SHAPE-based scoring function and alignment

Global SHAPE-dependent sequence comparisons were performed using a pair-wise dynamic programming algorithm (see Methods) [14]. The algorithm uses recursion to align two sequences based on a pair-wise scoring function between individual nucleotides. The algorithm also incorporates penalties based on gap openings and gap extensions, where gaps are unaligned regions of sequence.

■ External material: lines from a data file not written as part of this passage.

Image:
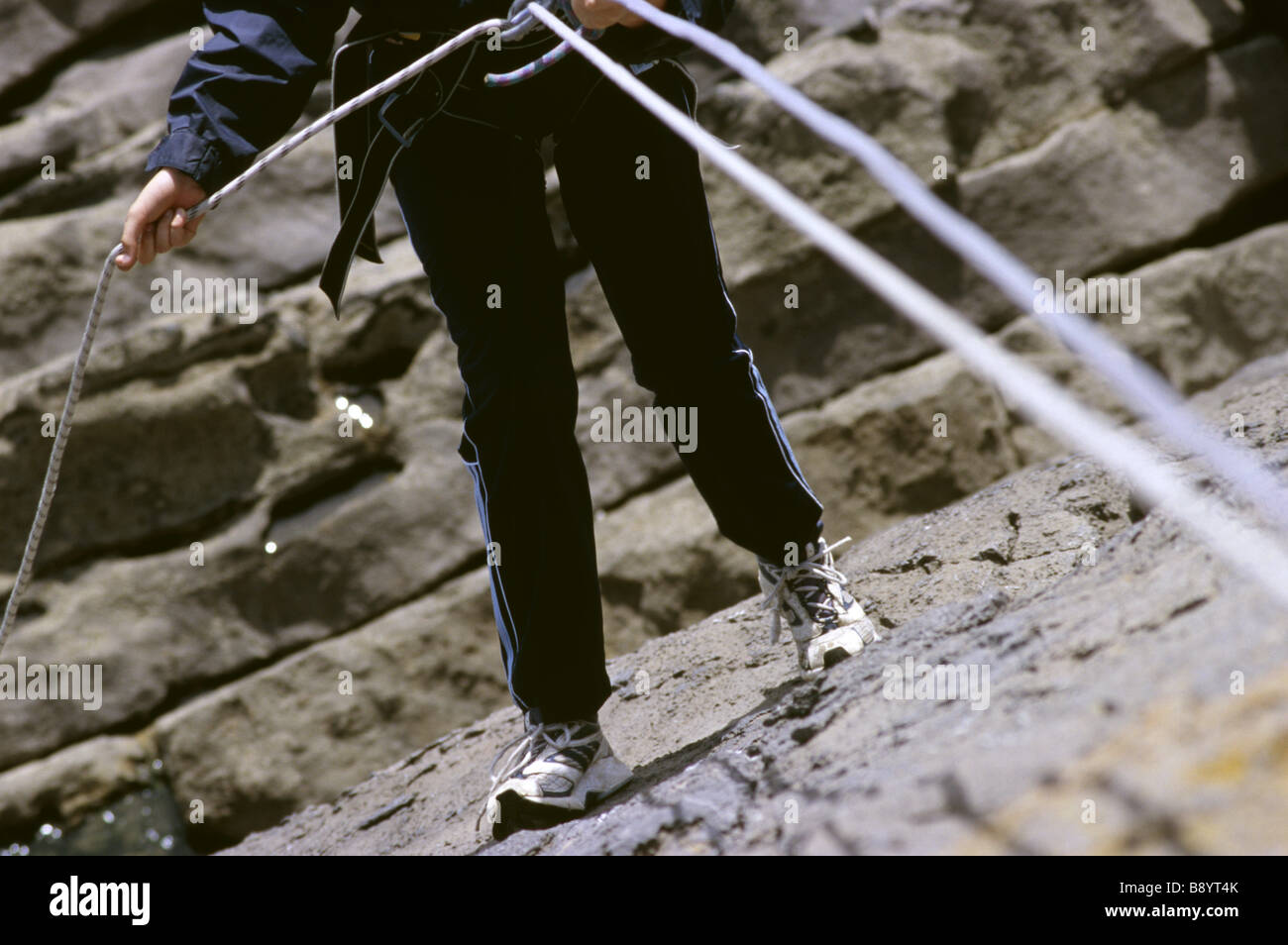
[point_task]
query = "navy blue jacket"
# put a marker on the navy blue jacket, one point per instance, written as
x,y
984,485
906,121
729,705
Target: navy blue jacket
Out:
x,y
254,77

We implemented a SHAPE comparison scoring function where small differences in SHAPE reactivities were given high (favorable) scores. Alignments were ultimately scored as the sum of individual SHAPE comparison scores and gap penalties over the entire alignment. Pair-wise SHAPE comparisons were scored by a linear function (Fig 1B), and scoring function parameters and gap opening and extension penalties were optimized by an exhaustive parameter search. Parameters were selected on the basis of sensitivity of alignments (fraction of aligned nucleotides shared with the accepted alignment) generated for 16S and 23S ribosomal RNAs relative to CRW pairwise alignments [11].

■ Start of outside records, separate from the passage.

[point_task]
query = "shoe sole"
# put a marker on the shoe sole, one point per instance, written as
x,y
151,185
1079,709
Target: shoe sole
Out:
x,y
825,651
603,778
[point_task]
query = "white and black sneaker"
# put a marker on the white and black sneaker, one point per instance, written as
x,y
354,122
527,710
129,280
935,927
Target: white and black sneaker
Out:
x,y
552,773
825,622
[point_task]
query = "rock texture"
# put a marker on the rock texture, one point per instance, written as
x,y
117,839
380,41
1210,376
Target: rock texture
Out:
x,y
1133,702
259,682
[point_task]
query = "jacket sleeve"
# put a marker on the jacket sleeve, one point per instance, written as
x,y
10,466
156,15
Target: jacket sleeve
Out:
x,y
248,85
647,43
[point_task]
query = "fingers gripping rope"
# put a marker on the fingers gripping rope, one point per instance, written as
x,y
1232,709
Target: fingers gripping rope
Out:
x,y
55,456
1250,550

Quality of SHAPE-based alignments

SHAPE-based alignments were performed for all 16S and 23S ribosomal RNA pairs (Fig 2). The accuracies of the SHAPE-only alignments were compared to global sequence alignments obtained with the Needle algorithm [14, 15]. Sequence alignments based only on SHAPE data (without using any sequence information) were comparable in quality to Needle-based sequence alignments (Table 1). For example, for 16S rRNA, SHAPE-based alignments had sensitivities of 83% and 71% for alignments of E. coli to C. difficile and to H. volcanii, respectively; whereas, conventional sequence identity-based alignments using the Needle algorithm had sensitivities of 84% and 72%, respectively. For 23S rRNA, SHAPE-based alignments performed well but not quite at the level of sequence-based alignment (Table 1).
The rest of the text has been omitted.